Observability

Prometheus + Grafana monitoring stack for Geetanjali.

Overview

The observability stack provides metrics collection, visualization, and alerting. It runs as optional containers alongside the core application.

Backend /metrics ──┐
                   ├──▶ Prometheus (scrape 15s) ──▶ Grafana (dashboards + alerts)
Worker /metrics  ──┘

Quick Start

# Start with observability
make obs-up
# Or: docker compose -f docker-compose.observability.yml up -d

# Access dashboards
# Production: https://grafana.geetanjaliapp.com
# Local dev: http://localhost:3000 (Grafana)
# Prometheus is internal-only (not exposed)

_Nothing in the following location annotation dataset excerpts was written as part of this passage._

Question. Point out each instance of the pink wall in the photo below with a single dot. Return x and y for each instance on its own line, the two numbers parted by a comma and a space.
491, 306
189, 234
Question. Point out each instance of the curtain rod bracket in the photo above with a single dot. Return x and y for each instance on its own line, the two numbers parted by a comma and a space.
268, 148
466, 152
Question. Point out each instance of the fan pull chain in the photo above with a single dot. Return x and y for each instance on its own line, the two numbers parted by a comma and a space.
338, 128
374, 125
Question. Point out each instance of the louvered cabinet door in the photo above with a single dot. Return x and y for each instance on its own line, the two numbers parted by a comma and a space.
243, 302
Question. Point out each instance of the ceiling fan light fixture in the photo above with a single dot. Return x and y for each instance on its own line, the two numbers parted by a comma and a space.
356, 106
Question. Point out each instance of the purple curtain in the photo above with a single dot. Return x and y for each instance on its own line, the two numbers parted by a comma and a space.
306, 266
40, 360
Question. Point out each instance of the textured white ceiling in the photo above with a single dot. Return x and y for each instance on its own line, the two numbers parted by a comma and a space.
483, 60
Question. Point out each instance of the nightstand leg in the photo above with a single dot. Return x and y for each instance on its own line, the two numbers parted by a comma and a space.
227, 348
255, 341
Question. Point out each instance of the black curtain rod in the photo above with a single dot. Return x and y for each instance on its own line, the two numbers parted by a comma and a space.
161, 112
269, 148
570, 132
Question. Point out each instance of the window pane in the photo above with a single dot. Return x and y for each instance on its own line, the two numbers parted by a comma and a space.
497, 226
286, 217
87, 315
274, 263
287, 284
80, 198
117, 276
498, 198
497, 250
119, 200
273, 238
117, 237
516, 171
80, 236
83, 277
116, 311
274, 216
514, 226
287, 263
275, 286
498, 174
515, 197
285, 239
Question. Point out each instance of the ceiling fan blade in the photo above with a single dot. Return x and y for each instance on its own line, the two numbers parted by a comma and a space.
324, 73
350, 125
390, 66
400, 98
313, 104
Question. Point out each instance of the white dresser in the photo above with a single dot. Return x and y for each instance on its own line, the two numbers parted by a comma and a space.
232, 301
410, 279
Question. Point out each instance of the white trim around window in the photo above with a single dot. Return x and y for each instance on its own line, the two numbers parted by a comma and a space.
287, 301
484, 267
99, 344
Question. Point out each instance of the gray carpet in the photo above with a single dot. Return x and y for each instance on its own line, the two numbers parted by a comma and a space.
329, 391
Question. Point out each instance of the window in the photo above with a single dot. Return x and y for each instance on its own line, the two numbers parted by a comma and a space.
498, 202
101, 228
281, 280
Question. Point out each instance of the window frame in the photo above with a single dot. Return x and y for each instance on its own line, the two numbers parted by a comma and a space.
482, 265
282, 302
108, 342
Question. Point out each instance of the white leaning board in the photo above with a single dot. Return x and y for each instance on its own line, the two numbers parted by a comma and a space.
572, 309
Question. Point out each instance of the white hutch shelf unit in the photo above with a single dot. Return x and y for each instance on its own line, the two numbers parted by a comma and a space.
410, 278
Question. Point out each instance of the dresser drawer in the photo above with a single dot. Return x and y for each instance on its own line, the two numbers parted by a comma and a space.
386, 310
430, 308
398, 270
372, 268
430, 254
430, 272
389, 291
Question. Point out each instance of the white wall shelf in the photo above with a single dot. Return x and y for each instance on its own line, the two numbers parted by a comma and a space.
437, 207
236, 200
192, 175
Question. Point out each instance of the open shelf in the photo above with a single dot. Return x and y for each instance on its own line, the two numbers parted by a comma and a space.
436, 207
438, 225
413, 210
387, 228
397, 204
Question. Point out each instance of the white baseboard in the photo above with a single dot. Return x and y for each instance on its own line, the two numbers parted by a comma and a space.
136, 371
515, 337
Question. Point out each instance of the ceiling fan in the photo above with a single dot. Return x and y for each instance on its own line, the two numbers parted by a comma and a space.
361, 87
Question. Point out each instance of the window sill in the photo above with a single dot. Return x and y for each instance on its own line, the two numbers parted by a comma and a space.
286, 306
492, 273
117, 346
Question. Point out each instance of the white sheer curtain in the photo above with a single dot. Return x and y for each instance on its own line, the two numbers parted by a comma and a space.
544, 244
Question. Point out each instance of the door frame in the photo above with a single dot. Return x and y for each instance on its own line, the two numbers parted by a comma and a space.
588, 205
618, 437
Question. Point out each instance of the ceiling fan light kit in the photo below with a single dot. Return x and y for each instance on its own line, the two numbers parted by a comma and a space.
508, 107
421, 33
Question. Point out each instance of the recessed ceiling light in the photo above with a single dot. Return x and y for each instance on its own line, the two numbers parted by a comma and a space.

Default Grafana login: admin / (set GRAFANA_ADMIN_PASSWORD in .env)

Metrics Architecture

Metrics are split across separate modules to prevent duplicate registration:

Module Scraped From Purpose
metrics_business.py Backend only Business gauges (consultations, users, feedback)
metrics_infra.py Backend only Infrastructure gauges (postgres, redis, queue)
metrics_events.py Both services Event counters (cache, email, vector search)
metrics_llm.py Worker only LLM request counters and circuit breaker states

Why the split? Each Python process has its own Prometheus registry. Without separation, both backend and worker would register the same gauges, causing duplicate/conflicting values.

Metrics Reference

Business Metrics (Backend only)

Metric Type Description
geetanjali_consultations_total Gauge Total completed consultations
geetanjali_consultations_24h Gauge Consultations in last 24 hours
geetanjali_consultation_completion_rate Gauge Ratio of completed to total (0-1)
geetanjali_active_users_24h Gauge Unique users in last 24 hours
geetanjali_registered_users_total Gauge Total registered users
geetanjali_signups_24h Gauge New registrations in last 24 hours
geetanjali_exports_total Gauge Total exports (all formats)
geetanjali_exports_24h Gauge Exports in last 24 hours
geetanjali_verses_served_total Gauge Total verses cited across all outputs
geetanjali_avg_messages_per_case Gauge Average messages per consultation
geetanjali_feedback_positive_rate Gauge Percentage of positive feedback (0-1)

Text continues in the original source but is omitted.